TALK 12 - San Francisco REI (Part Four)
“You mentioned you host workshops, tell me more about that.”
He arrived late, but he was the last to leave. I outlined the different ways that organizations can partner with, support, or hire me/Hiking My Feelings:
Empathy Evolution is the first step. It helps folks identify the lies they’ve been telling themselves, the stories that no longer serve them, these limiting beliefs we all run around with that we may not be aware of. Once we know what they are, we can reframe them. Most of what we believe was taught to us, and we didn’t have the capacity to challenge it or question it. This process helps us do that, so we can arrive at a place where we are making decisions out of love, not fear.

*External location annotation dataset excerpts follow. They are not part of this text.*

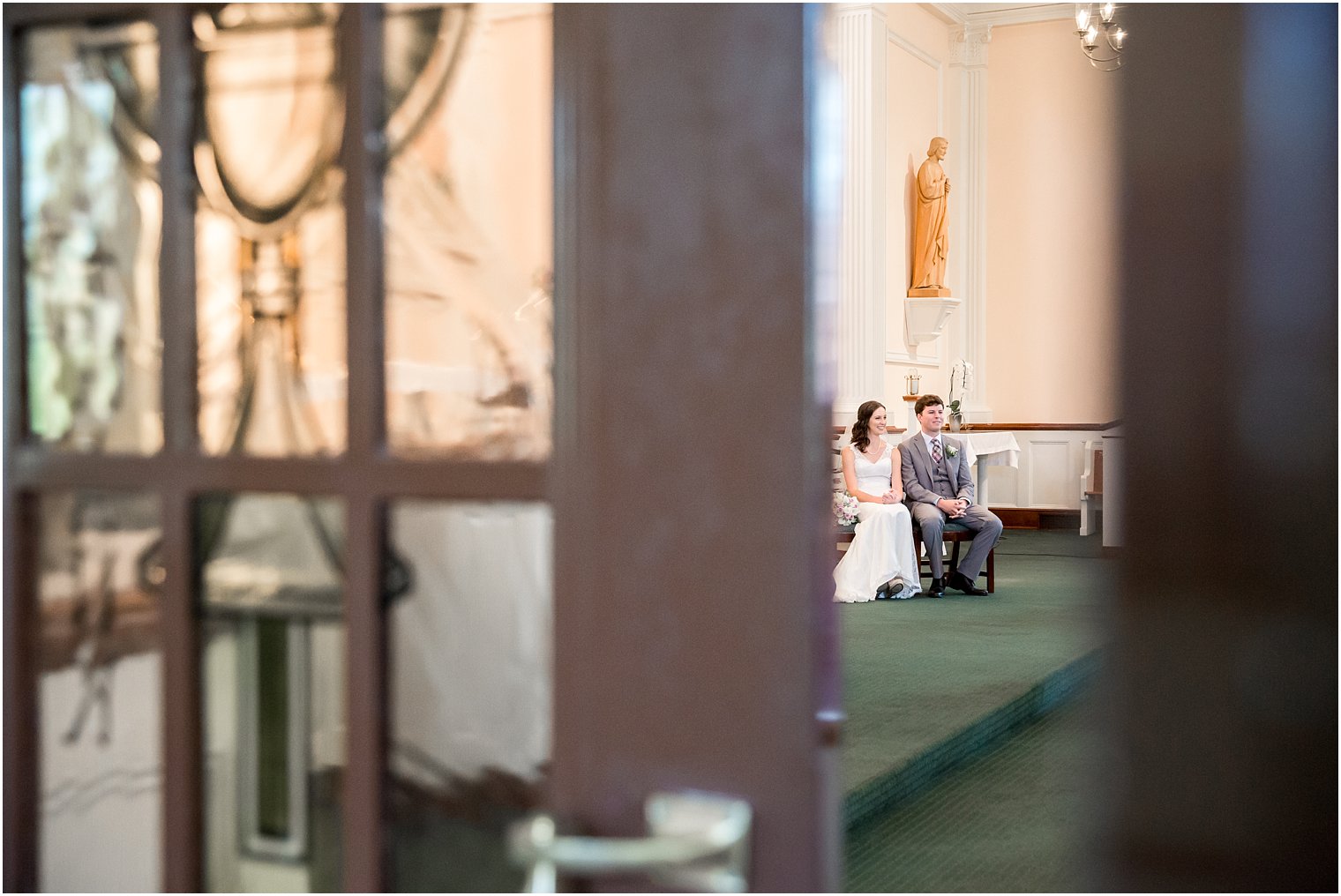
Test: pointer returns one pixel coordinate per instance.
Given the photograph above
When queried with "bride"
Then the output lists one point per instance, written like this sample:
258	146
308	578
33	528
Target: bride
881	558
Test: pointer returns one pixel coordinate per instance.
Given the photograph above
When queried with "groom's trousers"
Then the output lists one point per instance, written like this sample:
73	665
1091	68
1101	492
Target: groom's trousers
985	525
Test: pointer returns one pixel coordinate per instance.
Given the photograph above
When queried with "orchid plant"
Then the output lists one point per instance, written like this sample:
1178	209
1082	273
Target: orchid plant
961	381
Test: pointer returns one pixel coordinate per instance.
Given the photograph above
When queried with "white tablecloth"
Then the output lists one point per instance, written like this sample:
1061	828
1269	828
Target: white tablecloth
992	448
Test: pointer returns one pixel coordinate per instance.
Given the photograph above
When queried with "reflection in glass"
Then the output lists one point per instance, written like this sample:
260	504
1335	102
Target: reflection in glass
273	702
270	234
92	213
468	236
469	695
100	685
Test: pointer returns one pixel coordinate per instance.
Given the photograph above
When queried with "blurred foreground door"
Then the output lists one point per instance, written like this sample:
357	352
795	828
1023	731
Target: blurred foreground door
333	582
693	628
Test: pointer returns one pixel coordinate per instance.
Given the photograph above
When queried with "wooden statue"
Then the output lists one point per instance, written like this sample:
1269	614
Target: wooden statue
931	231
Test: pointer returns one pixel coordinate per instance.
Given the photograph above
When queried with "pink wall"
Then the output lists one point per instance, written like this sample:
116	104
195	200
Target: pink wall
1052	229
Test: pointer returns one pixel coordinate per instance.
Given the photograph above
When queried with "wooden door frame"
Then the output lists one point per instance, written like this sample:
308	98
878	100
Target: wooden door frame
366	476
693	616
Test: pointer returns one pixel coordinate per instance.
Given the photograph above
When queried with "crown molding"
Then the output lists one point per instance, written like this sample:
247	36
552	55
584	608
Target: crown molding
949	12
961	13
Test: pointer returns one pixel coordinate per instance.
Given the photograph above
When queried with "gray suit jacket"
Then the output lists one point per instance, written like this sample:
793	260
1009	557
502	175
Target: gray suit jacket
918	467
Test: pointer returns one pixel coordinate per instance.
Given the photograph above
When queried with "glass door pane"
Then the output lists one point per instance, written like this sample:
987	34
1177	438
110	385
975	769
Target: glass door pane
469	229
270	235
92	211
469	690
273	692
100	695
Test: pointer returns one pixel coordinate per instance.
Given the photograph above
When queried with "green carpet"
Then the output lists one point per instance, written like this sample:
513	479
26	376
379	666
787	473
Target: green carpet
1013	821
933	683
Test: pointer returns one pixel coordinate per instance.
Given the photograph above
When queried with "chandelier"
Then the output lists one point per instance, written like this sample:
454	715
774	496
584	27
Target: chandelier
1101	36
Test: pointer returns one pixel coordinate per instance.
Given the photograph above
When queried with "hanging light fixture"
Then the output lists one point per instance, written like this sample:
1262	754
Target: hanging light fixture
1101	38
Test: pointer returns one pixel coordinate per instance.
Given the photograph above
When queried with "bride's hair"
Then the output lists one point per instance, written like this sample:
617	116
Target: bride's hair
861	429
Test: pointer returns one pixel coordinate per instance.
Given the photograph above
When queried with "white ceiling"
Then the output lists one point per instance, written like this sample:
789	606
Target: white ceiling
1003	13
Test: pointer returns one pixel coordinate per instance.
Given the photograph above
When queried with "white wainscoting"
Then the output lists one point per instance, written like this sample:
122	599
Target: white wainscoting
1049	474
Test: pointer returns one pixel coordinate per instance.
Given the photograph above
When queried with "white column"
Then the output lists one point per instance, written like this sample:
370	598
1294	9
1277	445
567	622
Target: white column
970	56
863	38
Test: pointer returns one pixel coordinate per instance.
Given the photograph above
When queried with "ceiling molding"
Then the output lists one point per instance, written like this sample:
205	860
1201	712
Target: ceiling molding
1000	13
951	12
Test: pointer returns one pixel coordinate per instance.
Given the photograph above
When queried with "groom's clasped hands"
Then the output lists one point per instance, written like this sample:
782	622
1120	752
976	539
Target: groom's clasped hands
954	509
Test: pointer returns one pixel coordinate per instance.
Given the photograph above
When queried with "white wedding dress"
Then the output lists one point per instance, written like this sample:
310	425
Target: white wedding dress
882	548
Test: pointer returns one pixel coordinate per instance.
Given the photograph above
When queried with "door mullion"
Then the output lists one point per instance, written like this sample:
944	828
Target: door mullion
20	691
183	742
365	632
183	810
363	161
20	534
177	254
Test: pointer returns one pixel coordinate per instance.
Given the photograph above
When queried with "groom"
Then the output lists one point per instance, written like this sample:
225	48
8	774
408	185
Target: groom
938	487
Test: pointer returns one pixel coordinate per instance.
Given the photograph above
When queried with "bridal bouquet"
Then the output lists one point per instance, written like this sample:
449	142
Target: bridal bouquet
845	509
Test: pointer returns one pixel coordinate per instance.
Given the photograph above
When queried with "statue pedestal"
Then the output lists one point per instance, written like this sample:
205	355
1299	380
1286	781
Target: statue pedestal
925	316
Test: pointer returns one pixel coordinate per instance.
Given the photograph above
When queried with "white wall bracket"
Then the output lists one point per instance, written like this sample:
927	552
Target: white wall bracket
925	317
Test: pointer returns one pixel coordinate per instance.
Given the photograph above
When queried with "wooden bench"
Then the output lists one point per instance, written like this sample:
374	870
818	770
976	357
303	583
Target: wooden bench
954	533
1092	487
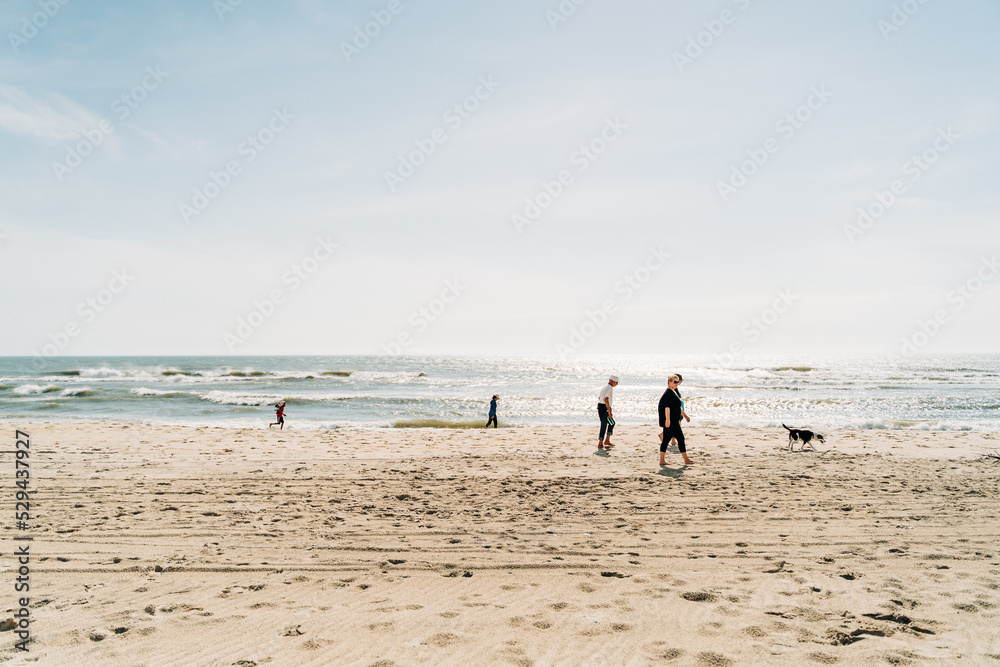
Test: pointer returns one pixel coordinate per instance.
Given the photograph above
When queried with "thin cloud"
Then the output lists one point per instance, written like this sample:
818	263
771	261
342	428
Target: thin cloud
55	118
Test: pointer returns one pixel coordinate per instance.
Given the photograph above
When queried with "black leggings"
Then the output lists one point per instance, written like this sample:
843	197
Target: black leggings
602	412
670	432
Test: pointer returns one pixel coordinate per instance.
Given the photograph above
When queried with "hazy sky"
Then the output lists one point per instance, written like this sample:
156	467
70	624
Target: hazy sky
169	168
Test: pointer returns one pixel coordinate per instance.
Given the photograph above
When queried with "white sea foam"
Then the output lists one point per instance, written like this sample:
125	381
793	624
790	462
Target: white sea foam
27	389
77	391
146	391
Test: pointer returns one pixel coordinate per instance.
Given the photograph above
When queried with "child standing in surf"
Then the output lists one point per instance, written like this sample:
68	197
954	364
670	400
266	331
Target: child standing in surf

Unpacking Your Trauma Pack takes folks through the process of looking inside this invisible backpack. What’s in it? Who does it belong to? Do I want to keep it? Once we have the awareness of what is weighing us down, who it belongs to, and when we know what we want to do with it, then we can start making progress on unpacking it.
Peak Performance: Summit Your Personal Mountain is a coaching program integrating classroom work and physical movement. Whether the mountain you want to summit is literal or metaphorical, we help with preparation to achieve the goal, accountability in the pursuit of the achievement, and re-integration strategies on how you incorporate the learnings from the experience after you’ve accomplished what you set out to accomplish.
After I finished explaining the different workshops we offer, he said,
“That all sounds amazing. Can you do these presentations with Chinese subtitles?”
“I don’t currently, but if you had a group that was interested in one of these workshops and subtitles were the best way to go, we could absolutely figure it out. What about a translator?” I responded.
“Well, I like the way you deliver it and I don’t want the emotion to get lost in the translation. I’d rather have them listen to you speak and read the subtitles.”
I fell away from the conversation in my brain for a second, visualizing what this would look like. I imagined me in a boardroom full of Chinese-speaking folks who are reading character subtitles as I speak. I panicked a bit, because while the story I tell is the same story at every tour stop, no two are delivered exactly the same. My talk isn’t scripted, it’s outlined, and depending on the energy of the room and the space itself, I’m able to tailor it to the audience a bit. The talk in Berkeley was full of raging laughter and felt more like a stand-up show at times. When three people showed up in Mountain View two days later, my animated delivery was too big for that room, it would have been weird.
I come back to the room, back to my body, back to this conversation:
“Well we will certainly make that work if you have a group that wants it. The number on my business card is my cell phone number so feel free to call or email when you know more and we can talk about how we make it happen.”
After the tour of the van, he was one of the last people to leave. He shook my hand, thanked me for sharing my story, and said he’d be in touch.
So who do I know that can transcribe my talk into Chinese subtitles?